En Europe, ces festivités vont se perpétuer jusqu’au XVIIIe siècle
pour tranquillement s’estomper. Chez nous, fêter la Saint-Jean-Baptiste arrête
d’être fêtée avec la Conquête. Pour des raisons inconnues, les Canadiens
finissent par oublier les fêtes de la Saint-Jean. Ce n’est que dans les
années 1830 que renaît cette tradition. Ludger Duvernay, dans une volonté
de donner une fête nationale aux Canadiens (lire ici les habitants du
Bas-Canada, donc du Québec), organise à Montréal un grand banquet le jour de la
Saint-Jean-Baptiste où se côtoient les personnalités les plus en vue de
Montréal, quelle que soit leur origine. Un an après, les journaux encouragent
les Canadiens à fêter ensemble et à reprendre la tradition qui existait lors du
Régime français. Quelques années plus tard, la Rébellion des Patriotes met les
festivités sur pause.
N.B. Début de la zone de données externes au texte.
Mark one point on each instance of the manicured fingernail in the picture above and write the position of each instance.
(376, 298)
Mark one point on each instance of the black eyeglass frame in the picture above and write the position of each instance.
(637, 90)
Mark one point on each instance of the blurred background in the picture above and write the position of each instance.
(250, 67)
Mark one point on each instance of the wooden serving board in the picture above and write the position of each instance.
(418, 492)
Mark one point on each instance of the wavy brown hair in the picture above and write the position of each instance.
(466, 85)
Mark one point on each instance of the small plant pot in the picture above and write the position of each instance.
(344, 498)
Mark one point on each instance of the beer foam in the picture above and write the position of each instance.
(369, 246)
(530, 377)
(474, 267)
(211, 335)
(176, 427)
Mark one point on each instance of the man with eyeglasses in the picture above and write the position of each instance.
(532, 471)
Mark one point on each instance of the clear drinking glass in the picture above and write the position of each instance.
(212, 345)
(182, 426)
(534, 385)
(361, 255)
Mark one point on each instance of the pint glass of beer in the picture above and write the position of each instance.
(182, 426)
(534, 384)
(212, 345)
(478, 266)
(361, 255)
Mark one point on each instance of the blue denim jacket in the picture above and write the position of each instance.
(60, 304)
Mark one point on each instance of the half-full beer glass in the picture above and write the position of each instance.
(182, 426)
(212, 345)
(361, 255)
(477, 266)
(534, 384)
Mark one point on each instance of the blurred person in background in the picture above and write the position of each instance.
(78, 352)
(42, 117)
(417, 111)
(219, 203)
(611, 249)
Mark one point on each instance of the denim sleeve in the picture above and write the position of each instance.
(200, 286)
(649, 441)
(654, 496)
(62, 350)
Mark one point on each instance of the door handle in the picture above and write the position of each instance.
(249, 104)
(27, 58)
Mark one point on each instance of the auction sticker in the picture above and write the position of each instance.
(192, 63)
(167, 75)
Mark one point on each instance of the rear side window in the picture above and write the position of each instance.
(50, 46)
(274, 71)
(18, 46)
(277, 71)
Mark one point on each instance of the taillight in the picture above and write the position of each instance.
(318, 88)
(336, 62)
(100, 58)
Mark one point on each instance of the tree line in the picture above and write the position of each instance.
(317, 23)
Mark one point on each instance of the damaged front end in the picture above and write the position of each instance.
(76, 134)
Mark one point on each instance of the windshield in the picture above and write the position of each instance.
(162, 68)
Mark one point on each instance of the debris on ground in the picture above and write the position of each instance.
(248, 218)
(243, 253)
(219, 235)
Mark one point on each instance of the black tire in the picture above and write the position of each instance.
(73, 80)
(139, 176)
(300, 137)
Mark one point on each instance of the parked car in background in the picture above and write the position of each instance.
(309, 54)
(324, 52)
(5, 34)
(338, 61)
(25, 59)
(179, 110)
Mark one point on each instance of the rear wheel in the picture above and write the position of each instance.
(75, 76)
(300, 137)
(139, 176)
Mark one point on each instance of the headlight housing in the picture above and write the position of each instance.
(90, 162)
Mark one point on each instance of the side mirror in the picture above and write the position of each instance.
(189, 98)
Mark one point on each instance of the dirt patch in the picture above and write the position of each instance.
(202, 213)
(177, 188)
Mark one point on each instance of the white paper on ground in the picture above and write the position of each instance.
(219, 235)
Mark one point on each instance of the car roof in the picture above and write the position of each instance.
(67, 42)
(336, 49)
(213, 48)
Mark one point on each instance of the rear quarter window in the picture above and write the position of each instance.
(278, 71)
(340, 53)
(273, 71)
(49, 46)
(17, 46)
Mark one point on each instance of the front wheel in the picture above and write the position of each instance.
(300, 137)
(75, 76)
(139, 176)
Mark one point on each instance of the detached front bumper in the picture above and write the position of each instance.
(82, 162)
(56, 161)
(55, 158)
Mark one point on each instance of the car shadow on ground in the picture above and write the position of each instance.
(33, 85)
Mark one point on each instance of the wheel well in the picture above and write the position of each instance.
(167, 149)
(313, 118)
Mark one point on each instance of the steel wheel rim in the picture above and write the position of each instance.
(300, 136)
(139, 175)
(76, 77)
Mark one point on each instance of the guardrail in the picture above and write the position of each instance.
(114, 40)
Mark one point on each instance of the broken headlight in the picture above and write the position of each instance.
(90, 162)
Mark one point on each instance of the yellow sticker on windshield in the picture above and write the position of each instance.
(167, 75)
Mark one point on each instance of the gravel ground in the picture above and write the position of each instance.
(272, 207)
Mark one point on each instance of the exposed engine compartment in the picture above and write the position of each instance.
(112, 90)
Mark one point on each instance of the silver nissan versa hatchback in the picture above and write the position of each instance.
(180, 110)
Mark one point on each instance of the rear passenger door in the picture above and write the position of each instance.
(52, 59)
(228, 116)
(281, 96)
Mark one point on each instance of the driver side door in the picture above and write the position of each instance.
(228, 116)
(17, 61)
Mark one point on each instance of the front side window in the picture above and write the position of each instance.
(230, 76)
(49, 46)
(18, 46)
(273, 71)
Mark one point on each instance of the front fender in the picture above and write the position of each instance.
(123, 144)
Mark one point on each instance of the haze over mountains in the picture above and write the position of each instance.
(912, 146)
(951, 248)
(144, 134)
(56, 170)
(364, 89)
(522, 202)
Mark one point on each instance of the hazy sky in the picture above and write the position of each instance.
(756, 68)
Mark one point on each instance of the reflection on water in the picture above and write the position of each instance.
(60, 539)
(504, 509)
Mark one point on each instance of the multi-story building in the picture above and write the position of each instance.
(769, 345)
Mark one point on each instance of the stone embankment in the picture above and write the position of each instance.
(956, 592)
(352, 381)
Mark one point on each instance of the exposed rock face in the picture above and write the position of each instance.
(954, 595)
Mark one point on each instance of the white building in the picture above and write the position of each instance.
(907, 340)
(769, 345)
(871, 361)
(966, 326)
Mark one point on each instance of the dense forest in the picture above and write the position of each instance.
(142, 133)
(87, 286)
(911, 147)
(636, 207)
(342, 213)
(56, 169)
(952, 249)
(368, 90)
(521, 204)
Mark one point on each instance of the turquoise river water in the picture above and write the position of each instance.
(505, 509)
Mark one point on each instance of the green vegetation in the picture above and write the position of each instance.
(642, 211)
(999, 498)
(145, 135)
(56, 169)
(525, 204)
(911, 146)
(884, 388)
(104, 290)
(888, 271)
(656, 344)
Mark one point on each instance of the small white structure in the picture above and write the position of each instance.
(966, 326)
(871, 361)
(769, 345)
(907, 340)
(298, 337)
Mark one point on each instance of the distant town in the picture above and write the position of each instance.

Ce n’est que partie remise puisqu’en 1843, dès son retour
d’exil, Duvernay remet en marche le journal La Minerve et
fonde la Société Saint-Jean-Baptiste de Montréal et organise le premier défilé
de la Saint-Jean. La tradition se rétablit dans les villes et campagnes. Si
Montréal a son défilé, le 24 juin, Québec remet en pratique la tradition
du feu dans la nuit du 23 au 24 juin. Une nouvelle tradition, celle de la
fête nationale est née. Si elle naît en 1842 avec le premier défilé de la
Saint-Jean, ce n’est que plus d’un siècle plus tard que naît la « Fête nationale du Québec », lorsque le
Gouvernement de René Lévesque en vote la transformation en journée nationale
fériée en 1977.
En fait, le milieu du
XIXe siècle correspond à un renouveau des fêtes
du solstice d’été (le 21 juin est depuis 1996 la journée nationale des
Peuples autochtones) et au retour des traditions millénaires : Pays
scandinaves, slaves et baltes, la France, la Belgique, l’Espagne et l’Italie
participent maintenant à ce renouveau. Chez certains les feux sont allumés la
veille, chez d’autres on organise de grands banquets.